Michigan Senator Carl Levin said after the US Senate vote on the Anti-Terrorism Act that "Osama Bin Laden has boasted that he knows the gaps in the Western financial system better than the lines in his own hand. Now we are capable of preventing terrorists from using our own financial system against us". The FTATC and the OFAC are indeed now empowered with very much larger investigative and enforcement capabilities than the US government had previously been willing to grant them.

The US and Britain also claim that they have already frozen some 40 suspect bank accounts containing nearly $100 million. But according to Professor Friedrich Schneider of the economics department of Johannes Kepler University in Linz, Austria, an expert on black and shadow economies, that amount is still only a very small fraction of the total assets in Islamic terrorist organizations' and fronts' possession.

Schneider was on a Toronto to Miami flight on September 11 when the plane landed in Chicago after the attacks on the World Trade Center and was not permitted to continue on its scheduled journey. He spent his enforced sojourn in the US, as all air traffic remained grounded for days, to give some initial thought to applying sophisticated and specialized statistical methods developed in the study of black economies to the wealth of disparate data available on terrorist organizations.

Upon his return to Austria, he and several researchers went to work in earnest and produced a paper delivered on October 25 at a seminar at the Pullach, Bavaria headquarters of the Bundesnachrichtendienst (BND, the German foreign intelligence service). The paper, titled "The financial flows of Islamic terrorist organizations: Preliminary findings from an economic-scientific standpoint" and accompanying quantitative tables (all in German) are publicly available on Schneider's Linz University website (www.economics.uni-linz.ac.at) and contain some startling results that prompted BND chief August Hanning to simply gasp, "Well, we had no such information up till now."

According to the Schneider study, Al-Qaeda by itself has assets of at least $5 billion and can avail itself of an annual budget of between $20 million to $50 million. Existing funds of Al-Qaeda and other terrorist organizations are continually being replenished from dealing in illegal drugs (mainly "courier" services) (30-40 percent of total), donations from individuals and Islamic religious organizations (20-30 percent), "classical" criminal activities (ranging from blackmail to protection money to bank robberies) (10-20 percent), and private wealth and business activities of members (10-30 percent). The total annual budget of major Islamic terrorist groups (including Al-Qaeda, Hamas, Hizbullah, the Algerian Front Islamique du Salut, the Turkish Milli Gorus) is estimated by Schneider at $133 million to $163 million.
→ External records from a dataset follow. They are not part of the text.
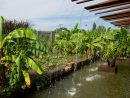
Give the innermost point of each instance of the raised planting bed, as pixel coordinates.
(105, 68)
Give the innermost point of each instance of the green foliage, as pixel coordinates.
(18, 55)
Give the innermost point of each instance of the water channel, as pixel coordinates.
(89, 83)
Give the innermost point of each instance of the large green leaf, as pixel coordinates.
(33, 65)
(20, 33)
(26, 78)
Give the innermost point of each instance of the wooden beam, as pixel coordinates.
(83, 1)
(74, 0)
(119, 15)
(122, 21)
(116, 9)
(110, 6)
(121, 25)
(105, 3)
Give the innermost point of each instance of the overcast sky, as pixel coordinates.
(48, 14)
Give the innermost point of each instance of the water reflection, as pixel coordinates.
(89, 83)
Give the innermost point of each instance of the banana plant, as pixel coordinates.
(16, 51)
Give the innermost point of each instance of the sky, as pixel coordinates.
(51, 14)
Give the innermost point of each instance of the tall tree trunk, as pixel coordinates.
(111, 62)
(2, 68)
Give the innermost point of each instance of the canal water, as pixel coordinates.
(89, 83)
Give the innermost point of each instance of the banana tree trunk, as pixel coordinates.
(111, 62)
(2, 69)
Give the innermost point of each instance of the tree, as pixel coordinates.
(17, 53)
(116, 45)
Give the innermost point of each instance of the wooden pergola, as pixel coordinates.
(116, 11)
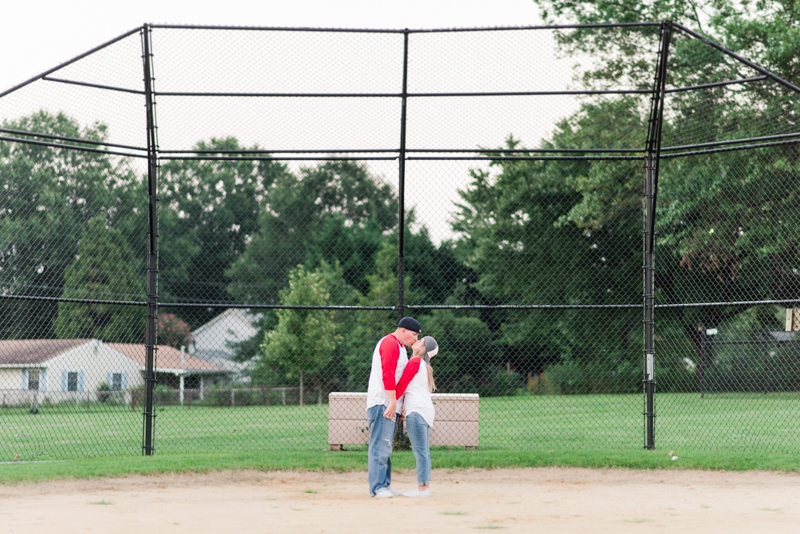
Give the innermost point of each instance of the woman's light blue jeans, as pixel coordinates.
(381, 439)
(419, 433)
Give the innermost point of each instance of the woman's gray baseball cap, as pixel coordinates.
(409, 323)
(431, 346)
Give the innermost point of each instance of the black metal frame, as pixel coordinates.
(651, 154)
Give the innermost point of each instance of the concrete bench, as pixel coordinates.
(456, 422)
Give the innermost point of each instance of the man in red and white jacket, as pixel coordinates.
(388, 361)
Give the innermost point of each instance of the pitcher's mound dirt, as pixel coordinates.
(514, 500)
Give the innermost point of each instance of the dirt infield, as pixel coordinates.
(515, 500)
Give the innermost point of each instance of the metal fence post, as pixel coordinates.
(651, 191)
(152, 246)
(401, 189)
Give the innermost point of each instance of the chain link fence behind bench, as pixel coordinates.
(314, 185)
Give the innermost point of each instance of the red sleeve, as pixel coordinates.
(408, 374)
(390, 353)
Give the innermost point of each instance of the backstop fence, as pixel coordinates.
(204, 231)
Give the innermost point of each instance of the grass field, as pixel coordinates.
(721, 431)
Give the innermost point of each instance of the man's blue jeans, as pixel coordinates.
(381, 439)
(419, 434)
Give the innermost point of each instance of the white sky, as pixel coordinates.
(39, 35)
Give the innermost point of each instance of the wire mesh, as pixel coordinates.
(282, 160)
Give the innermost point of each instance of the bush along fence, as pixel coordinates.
(602, 238)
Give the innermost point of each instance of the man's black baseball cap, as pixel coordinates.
(409, 323)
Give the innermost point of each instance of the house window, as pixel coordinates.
(72, 381)
(33, 380)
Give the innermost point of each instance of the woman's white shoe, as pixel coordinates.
(417, 493)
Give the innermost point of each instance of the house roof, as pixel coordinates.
(231, 313)
(35, 351)
(167, 358)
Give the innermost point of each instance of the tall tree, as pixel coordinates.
(304, 340)
(49, 196)
(102, 270)
(211, 208)
(336, 211)
(721, 218)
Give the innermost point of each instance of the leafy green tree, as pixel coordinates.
(305, 340)
(722, 218)
(370, 326)
(49, 195)
(173, 331)
(211, 210)
(102, 270)
(336, 211)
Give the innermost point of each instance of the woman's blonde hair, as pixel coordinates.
(420, 352)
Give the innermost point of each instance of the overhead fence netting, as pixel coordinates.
(727, 253)
(713, 97)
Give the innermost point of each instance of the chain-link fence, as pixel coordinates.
(205, 231)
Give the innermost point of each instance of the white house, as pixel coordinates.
(223, 331)
(32, 370)
(214, 341)
(174, 368)
(62, 369)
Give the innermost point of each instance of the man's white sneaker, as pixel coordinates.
(417, 493)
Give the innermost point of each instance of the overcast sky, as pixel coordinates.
(38, 35)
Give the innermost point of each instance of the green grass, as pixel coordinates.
(742, 431)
In addition, some further 17 smaller organizations control about $150 million annually, a figure broadly confirmed by British intelligence.

Schneider acknowledges that his figures may be off by about 20 percent. But even at the lowest estimate, the major groups alone can spend well over $100 million per year. Schneider also warns that just as in the case of the underground economies of major countries (accounting from 10 percent to 15 percent of GDP in Europe), funding activities and financial transactions are extremely difficult to track as no very large amounts ever need to be raised or transferred at any one time.

The US trackers, he says, have a hugely difficult task on their hands - and, of course, Western intelligence services have to live with the fact that in both funds and manpower they may be well outgunned by the terrorist networks they are trying to shut down.